Hi Angus,

I’ve asked a colleague for clarification, but I might not get any. The detail is probably in one of the full business case documents which I am not to share at the moment. I could try to find that to be sure if it was very important, (I don’t think it is, but if you really want me to try to find this out for sure, let me know).

I think, but I’m not sure that the figures reflect:

The spread of data volumes based on previous projects and research group future projections. (Estimates based on partial information gleaned from the more engaged research groups)

Archived data being data stored after a projects funding period concludes.

Single copy volumes.

Additionally I think the figures are also for RCUK+ (RCUK, Horizon 2020, CRUK and Wellcome) funded projects only.

Multiple copies are generally wanted, but in some cases a single copy might be fine (where the data can be reproduced from source via relatively inexpensive computation), two copies might be fine also for some data stored only on campus. I think with three copies, we would pretty much always be storing the third copy off campus.

I’ll post back if I get confirmation/clarification on this.

HTH

Andy

From: Research Data Management discussion list [mailto:[log in to unmask]] On Behalf Of Angus Whyte
Sent: 13 January 2015 12:29
To: [log in to unmask]
Subject: Re: Data repository storage volumes and growth

Hi Andy,

Thanks for sharing this information. It looks a useful and straightforward approach. I wondered if you could shed any light on other assumptions;
- is the spread of data volumes based on previous projects, or the relevant PI/group projections about future projects?
- do the data ranges refer to all data collected in projects, or to some proportion of that expected to be retained at the end?
-does the 'total Leeds archive data' refer to a single or multiple archival copies, i.e. how many copies will you have in total?

Regards,

Angus

On 13/01/2015 11:02, Andy Turner wrote:

Hi List,

Apologies if the attachment does not come through, but there should be an Excel spreadsheet attached to this message. I’ve pasted in the content too, so apologies if that is formatted horribly by email.

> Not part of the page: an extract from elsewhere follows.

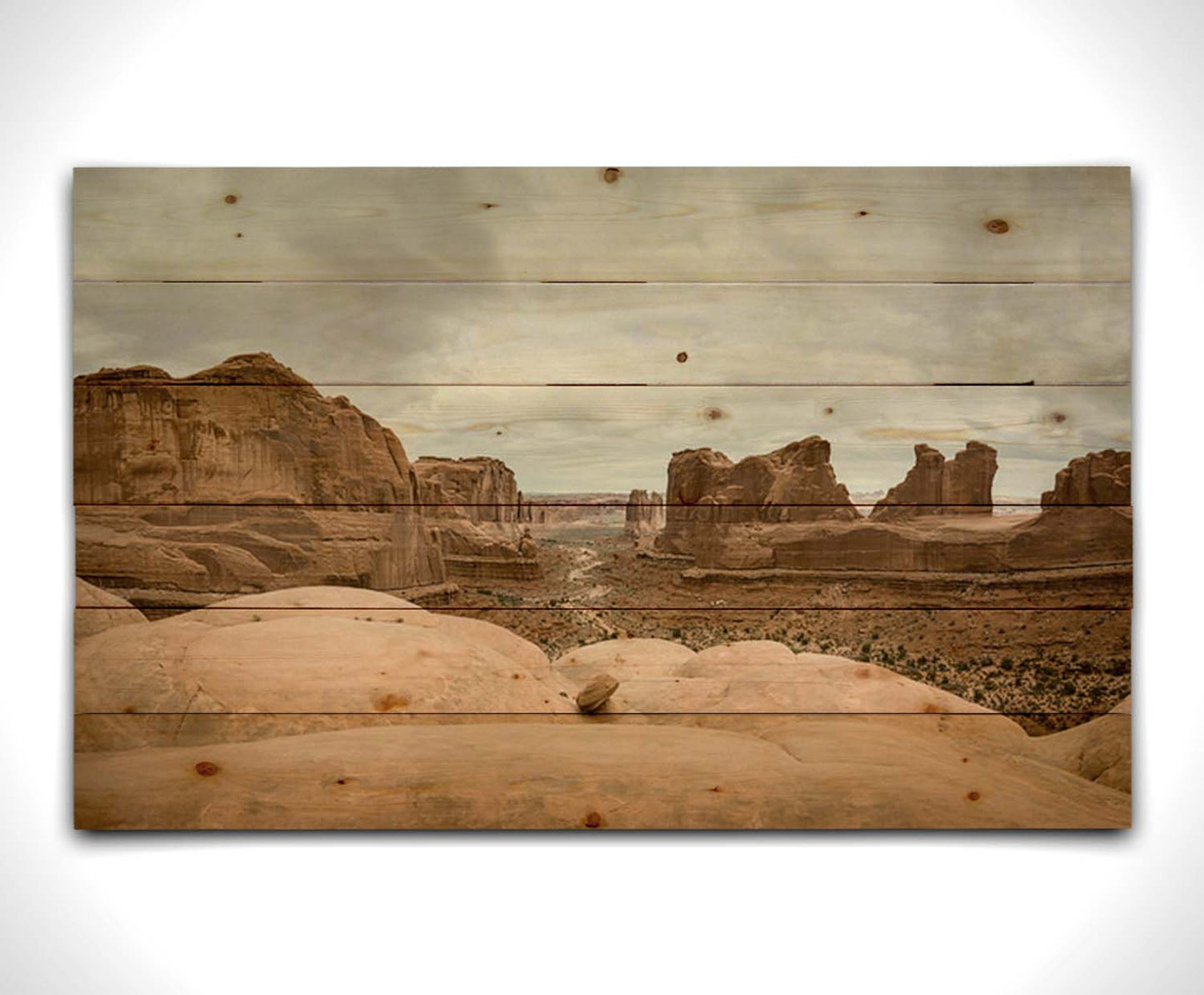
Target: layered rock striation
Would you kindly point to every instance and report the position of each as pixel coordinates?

During the work on the Research Data Leeds business case a simple model for the University-wide volume and projected volume of research data to be archived was constructed. The model is based on the number of awards per year and a simple model for the spread of data volumes across the awards (based on liaison with a Research Data Management Working Group). Our enterprise architect specialising in research data has excerpted the relevant section from our overall business costing model and got permission for me to share this openly.

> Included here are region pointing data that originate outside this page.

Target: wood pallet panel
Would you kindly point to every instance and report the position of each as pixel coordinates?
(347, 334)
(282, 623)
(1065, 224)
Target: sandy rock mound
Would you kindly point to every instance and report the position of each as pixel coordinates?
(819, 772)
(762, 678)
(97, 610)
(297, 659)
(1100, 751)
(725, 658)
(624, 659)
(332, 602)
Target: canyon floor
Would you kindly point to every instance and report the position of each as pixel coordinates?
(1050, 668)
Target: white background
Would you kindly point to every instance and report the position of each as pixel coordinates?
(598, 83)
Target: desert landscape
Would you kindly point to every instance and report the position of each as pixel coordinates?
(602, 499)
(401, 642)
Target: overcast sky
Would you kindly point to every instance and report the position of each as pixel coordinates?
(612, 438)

Repository data volume analysis - Business-as-usual projects

Project output data range

%age of projects

Number
awards
per year

Total data predicted per year
(TB)

Min

Max

Mean

10 TB

to

100 TB

3%

10

97.43

974.25

535.84

1 TB

to

10 TB

7%

23

22.73

227.33

125.03

0.1 TB

to

1 TB

18%

58

5.85

58.46

32.15

0.01 TB

to

0.1 TB

32%

104

1.04

10.39

5.72

0 TB

to

0.01 TB

40%

130

0.00

1.30

.0 TB

Grand total

127 TB

1,272 TB

699 TB

Min (TB)

Max (TB)

Mean (TB)

Output data mastered in an external repository

-13 TB

-127 TB

-70 TB

Total Leeds archive data predicted per year at full influx rate

114 TB

1,145 TB

629 TB

New archive data from projects predicted in year 1

11 TB

114 TB

63 TB

New archive data from projects predicted in year 2

34 TB

343 TB

189 TB

Assumptions

Percentage of data mastered in an external repository

10%

(Estimate based on talking to various faculties about their use of external repositories)

Year 1 estimated percentage of full influx rate

10%

(Because most projects already in flight will not use the service)

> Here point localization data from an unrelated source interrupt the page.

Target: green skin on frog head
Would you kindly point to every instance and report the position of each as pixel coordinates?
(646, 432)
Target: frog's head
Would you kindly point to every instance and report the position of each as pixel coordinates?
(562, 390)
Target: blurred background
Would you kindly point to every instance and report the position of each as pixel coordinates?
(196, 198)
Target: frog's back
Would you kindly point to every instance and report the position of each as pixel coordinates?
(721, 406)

Year 2 estimated percentage of full influx rate

30%

(Because most projects already in flight will not use the service, but there will be more than in year 1)

I’ve sent this information to Robert already who did some quick calculations after looking at the model and reckons that his figures are commensurate based on a crude scaling.

I like the sort of log10 approach to this estimation and that a min, max and mean has been calculated to give an idea of the uncertainties and variance.

I might be allowed to share some further details of the Research Data Leeds business cases, but as things are I am not to share the full details yet. This is partly because of strategic concerns to do with competition and procurement and because of the uncertainties involved. More details are likely to be shared when the University has progressed further with implementation.

HTH

Andy
http://www.geog.leeds.ac.uk/people/a.turner/index.html

From: Research Data Management discussion list [mailto:[log in to unmask]] On Behalf Of Andy Turner
Sent: 08 January 2015 12:53
To: [log in to unmask]
Subject: Re: Data repository storage volumes and growth

Hi Robert, List,

I think this has been touched on before on this list, (sorry, but it may have been another, or I may be mistaken, but there is some information somewhere about this)… The best I’ve found searching for a specific thread on this list is this one on “Research data quota takeup”:

https://www.jiscmail.ac.uk/cgi-bin/webadmin?A1=ind1410&L=RESEARCH-DATAMAN&D=0#28

This relates back in a way to Simon’s question:

https://www.jiscmail.ac.uk/cgi-bin/webadmin?A2=RESEARCH-DATAMAN;f3c2c500.1205

There is I think a power law type of distribution to this. In your institution there will be some researchers/research groups that have a large production and storage requirement of data, there will also be a lot of researchers with a relatively small storage requirement, but this all can add up to something significant.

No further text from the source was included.